The Sri Lankan defence secretary has defended the military against allegations of mass rights abuses during last year's assault on Tamil Tiger separatists.
Gotabhaya Rajapaksa told a government-appointed war commission that at least 6,000 troops were killed and 30,000 wounded during the "humanitarian mission" to free ethnic Tamil civilians from the grip of the separatists.
"We took great care to avoid [endangering] civilians. It was a difficult period for us. Our military had to stop operations and give protection to people, food convoys," Rajapaksa said on Tuesday in Colombo, the Sri Lankan capital.
He gave no estimates for Tamil fighters or civilian casualties and accused critics of confusing "rebel casualties as civilians".
"It's very difficult to identify the civilian casualties ... nobody talks of the LTTE's dead and injured," he said referring to the group's formal title, the Liberation Tigers of Tamil Eelam.

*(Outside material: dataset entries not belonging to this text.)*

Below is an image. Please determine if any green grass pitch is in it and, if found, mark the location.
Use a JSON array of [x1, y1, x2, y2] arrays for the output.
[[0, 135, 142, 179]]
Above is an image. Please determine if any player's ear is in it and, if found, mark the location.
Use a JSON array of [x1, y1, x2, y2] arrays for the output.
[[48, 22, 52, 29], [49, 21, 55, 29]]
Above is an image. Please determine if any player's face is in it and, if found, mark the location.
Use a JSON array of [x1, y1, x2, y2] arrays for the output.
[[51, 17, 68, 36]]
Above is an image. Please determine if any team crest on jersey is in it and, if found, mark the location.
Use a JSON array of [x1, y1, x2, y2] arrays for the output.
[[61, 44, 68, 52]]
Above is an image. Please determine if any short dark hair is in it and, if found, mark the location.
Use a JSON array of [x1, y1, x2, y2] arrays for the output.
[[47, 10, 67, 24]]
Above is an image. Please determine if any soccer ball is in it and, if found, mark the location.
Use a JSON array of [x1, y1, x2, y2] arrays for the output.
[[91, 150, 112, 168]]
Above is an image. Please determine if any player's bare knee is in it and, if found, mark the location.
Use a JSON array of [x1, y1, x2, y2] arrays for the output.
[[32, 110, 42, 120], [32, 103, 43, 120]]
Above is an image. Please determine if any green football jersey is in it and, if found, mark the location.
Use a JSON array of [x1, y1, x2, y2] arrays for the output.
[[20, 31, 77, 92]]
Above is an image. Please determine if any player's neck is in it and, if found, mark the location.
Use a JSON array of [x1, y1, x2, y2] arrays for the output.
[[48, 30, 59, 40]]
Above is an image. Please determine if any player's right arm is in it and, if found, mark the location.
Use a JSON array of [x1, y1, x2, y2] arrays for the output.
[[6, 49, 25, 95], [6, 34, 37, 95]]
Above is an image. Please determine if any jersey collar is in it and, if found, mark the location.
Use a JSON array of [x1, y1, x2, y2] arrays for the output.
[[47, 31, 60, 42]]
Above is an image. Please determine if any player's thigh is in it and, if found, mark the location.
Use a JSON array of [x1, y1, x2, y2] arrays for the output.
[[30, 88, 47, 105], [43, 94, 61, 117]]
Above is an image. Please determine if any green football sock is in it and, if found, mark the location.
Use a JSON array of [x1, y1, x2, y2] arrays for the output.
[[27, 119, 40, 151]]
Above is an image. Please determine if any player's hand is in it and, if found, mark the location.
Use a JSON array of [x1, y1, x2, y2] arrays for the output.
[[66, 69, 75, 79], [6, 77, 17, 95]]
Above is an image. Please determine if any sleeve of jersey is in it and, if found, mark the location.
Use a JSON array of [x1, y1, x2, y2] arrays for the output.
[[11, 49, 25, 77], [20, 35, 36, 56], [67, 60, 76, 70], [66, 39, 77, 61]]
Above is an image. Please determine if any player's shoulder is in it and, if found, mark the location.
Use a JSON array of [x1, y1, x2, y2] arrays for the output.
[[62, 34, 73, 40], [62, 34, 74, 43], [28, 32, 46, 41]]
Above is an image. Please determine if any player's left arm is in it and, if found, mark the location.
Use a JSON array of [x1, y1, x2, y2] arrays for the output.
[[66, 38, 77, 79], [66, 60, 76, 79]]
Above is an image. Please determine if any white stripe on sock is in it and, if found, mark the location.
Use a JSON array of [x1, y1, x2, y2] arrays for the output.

"They put all these figures also into the civilian casualty figure.''
The United Nations says at least 7,000 civilians were killed in the last five months of the conflict. In all, it says between 80,000 and 100,000 people were killed during the war.
The International Crisis Group reported earlier this year that at least 30,000 civilians could have died in the last years of the war. It also said civilians in the war zone were deprived of food and medical care.

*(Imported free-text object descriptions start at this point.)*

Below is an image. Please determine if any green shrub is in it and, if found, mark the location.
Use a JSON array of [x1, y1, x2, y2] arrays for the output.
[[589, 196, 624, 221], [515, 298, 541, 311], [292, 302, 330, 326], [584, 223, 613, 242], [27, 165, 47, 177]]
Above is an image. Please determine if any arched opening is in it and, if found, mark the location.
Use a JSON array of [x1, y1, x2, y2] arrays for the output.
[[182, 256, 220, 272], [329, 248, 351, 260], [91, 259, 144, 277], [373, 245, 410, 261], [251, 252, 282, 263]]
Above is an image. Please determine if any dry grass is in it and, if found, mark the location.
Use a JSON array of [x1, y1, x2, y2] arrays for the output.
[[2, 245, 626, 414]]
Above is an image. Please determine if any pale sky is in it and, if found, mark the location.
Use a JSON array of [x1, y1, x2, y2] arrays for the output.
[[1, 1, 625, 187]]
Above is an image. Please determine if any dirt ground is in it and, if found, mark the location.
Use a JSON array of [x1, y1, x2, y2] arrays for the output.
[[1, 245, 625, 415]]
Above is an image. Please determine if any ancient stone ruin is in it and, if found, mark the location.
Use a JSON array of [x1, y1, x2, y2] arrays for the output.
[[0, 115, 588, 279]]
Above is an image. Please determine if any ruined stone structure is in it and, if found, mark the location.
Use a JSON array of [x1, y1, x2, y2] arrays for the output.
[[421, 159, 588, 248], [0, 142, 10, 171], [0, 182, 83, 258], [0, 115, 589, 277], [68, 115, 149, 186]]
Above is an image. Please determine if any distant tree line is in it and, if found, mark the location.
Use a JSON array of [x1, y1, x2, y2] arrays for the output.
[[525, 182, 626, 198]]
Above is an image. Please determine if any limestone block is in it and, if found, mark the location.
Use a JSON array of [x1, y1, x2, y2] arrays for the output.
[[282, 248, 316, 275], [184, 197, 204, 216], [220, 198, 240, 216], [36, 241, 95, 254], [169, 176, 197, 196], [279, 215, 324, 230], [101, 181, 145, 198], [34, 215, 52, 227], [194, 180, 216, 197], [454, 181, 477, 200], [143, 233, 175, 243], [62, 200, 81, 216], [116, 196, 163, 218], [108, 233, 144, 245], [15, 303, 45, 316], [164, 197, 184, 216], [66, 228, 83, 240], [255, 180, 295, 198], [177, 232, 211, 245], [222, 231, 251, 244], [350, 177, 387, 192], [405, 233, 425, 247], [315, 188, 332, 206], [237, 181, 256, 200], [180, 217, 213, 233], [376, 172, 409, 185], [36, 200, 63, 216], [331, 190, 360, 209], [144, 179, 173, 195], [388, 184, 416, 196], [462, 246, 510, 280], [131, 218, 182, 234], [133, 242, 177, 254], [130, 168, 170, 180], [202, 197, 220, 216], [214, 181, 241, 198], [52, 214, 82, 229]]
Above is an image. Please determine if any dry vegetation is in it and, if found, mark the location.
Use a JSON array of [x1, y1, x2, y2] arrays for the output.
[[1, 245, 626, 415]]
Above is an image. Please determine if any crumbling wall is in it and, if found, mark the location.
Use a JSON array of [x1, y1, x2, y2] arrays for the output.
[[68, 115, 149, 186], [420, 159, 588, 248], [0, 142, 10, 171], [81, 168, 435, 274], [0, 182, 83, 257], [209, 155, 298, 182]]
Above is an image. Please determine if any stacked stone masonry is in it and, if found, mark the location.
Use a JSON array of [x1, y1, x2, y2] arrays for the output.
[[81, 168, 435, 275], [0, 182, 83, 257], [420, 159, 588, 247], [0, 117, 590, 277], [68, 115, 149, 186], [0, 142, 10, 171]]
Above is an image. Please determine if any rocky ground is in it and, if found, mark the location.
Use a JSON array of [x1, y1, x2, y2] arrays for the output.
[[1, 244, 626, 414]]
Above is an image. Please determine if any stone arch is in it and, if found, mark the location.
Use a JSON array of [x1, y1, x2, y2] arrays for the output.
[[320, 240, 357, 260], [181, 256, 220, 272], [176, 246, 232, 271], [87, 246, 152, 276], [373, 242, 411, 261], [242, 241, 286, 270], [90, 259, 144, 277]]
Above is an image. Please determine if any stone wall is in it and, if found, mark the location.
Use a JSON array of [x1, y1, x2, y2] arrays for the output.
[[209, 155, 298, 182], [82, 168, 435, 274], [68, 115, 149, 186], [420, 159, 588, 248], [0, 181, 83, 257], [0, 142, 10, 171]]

Rights groups have called for an international probe into abuses by both sides, including allegations government troops shelled a "no-fire zone'' created by itself in the northeast of the island after hundreds of thousands of minority Tamils sought refuge there in the last stages of the fighting.
Rajapaksa told the commission that measures taken to prevent civilian casualties included restrictions on using heavy weapons, creation of no-fire zones, and sending convoys of food, medicine and other essentials.
Asked if Western governments or aid agencies raised questions of rights abuses by the army, Rajapaksa said: "No complaints about human rights violations or abuses by the army was brought to my notice. None at all."
He made no reference to relief agency reports of a "humanitarian catastrophe" during the final months of the war, including the killing of surrendering Tamil Tigers and shelling civilians.
He said the government has video proof to show Tamil combatants fighting in civilian
clothing and also using civilians for military work.
Sri Lanka's 25-year civil war ended in May 2009 after the government forces crushed the Tamil Tigers who had been fighting for an independent state for a quarter-century, after what they said were decades of discrimination of Tamils by the ethnic Sinhalese majority.
The eight-member panel is not empowered to probe war crimes, but is expected to focus on why a 2002 truce between the government and separatist Tamil Tiger fighters collapsed and led to more fighting.
Sri Lanka has rejected a separate UN probe into alleged rights abuses and resisted US-led calls for an independent international war crimes investigation.